The decision marks a turnaround, given that the party had earlier kicked against the moratorium, calling for the immediate implementation of the tax as planned. However, the KDP has now changed its tune, making it more likely that the moratorium will now be implemented.

The tax regime that would have imposed a 20% tax on virtual assets’ capital gains was meant to become effective by January 2025.

Park Chan-dae said:

“We have decided to agree to a two-year moratorium on the implementation of cryptocurrency taxation proposed by the government and ruling party.”

With this agreement, one of the key tax issues that has caused disagreements between the ruling People Power Party (PPP) and the opposition KDP has now been resolved. The disagreements had earlier led to the failure to convene the plenary session for the National Assembly’s Strategy and Finance Committee.

South Korean crypto tax regime delayed for the third time

With the KDP now agreeing to the moratorium, the virtual asset tax regime will likely not go into effect until 2027. This aligns with the government’s desire, although it falls short of the ruling PPP’s request for a grace period of 3 years.

This latest delay means that the tax has been postponed three times since 2021 and will not be implemented for at least six years since it was first considered. In 2021, the government attempted to implement crypto taxes, but disagreements with opposition parties pushed the discussion until 2023.

The delays are a welcome development for crypto investors and highlight the South Korean government’s pro-crypto approach. The ruling party insisted on the delay because it believed that a quick implementation of crypto taxes could harm the country and force investors to flee.

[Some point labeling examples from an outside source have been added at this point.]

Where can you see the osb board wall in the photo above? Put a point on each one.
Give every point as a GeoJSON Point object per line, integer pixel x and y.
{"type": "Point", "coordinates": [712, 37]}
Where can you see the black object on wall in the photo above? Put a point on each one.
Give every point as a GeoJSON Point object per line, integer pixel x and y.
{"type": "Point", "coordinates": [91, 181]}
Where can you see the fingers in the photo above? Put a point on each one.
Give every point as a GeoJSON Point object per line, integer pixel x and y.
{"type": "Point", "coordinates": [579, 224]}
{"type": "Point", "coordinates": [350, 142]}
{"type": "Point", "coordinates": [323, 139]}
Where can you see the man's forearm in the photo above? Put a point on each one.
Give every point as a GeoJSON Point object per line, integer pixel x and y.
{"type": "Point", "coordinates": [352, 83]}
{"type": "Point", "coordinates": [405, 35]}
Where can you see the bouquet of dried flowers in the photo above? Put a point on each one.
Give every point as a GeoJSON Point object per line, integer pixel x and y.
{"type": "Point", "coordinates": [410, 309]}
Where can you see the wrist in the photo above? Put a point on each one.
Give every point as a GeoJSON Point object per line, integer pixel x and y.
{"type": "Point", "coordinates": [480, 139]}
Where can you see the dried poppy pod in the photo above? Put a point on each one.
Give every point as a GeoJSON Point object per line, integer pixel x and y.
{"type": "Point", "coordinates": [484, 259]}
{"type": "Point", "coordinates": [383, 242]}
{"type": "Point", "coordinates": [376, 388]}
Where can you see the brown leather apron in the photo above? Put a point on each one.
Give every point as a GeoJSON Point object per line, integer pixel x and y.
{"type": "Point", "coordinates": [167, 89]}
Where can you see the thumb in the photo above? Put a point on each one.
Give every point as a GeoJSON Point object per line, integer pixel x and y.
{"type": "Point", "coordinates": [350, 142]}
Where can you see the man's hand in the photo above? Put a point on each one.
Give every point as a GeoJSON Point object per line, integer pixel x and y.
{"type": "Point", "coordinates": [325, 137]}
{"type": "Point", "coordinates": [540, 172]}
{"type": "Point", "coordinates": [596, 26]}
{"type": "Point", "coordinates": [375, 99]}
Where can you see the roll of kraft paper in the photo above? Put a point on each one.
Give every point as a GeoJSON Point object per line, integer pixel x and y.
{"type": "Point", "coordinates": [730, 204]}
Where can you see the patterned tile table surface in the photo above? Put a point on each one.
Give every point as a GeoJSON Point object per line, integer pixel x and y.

South Korea is the leading country in crypto adoption in East Asia, ranking 19th globally in grassroots adoption, according to Chainalysis. It is also the largest in cryptocurrency value received, with $130 billion, and its transaction share continues to rise.

Other tax issues remain unresolved

Meanwhile, there are still pending issues that might delay the implementation of the tax amendments. The KPD chair, Rep. Lee Jae-Myung, said his party will oppose the government’s proposal to reduce the inheritance and gift tax rate to 40% while increasing child deduction for inheritance tax from 50 million won to 500 million won.

However, the KDP has agreed to several other amendments, including scrapping financial investment income tax. The government has sought to remove the tax on stock dividends for investors, but the KPD initially opposed the bill before eventually agreeing to it last month.

At the time, the KDP chair said he could not continue to ignore the 15 million investors who were against the tax, given the difficult stock market. The South Korean stock market and its currency have been among the worst performers this year. Only the Japanese yen performed worse than the Korean won among the 40 major economies.

Still, it remains to be seen whether the KDP’s proposal to increase the threshold for crypto capital gains tax from 2.5 million won ($1,800) to 50 million won ($36,000) will be retained.

The KDP proposed a time when it was opposing the moratorium and argued that implementing that effectively abolishes crypto tax because it only means that only the major investors and not the small low-income investors will pay taxes on their crypto gains.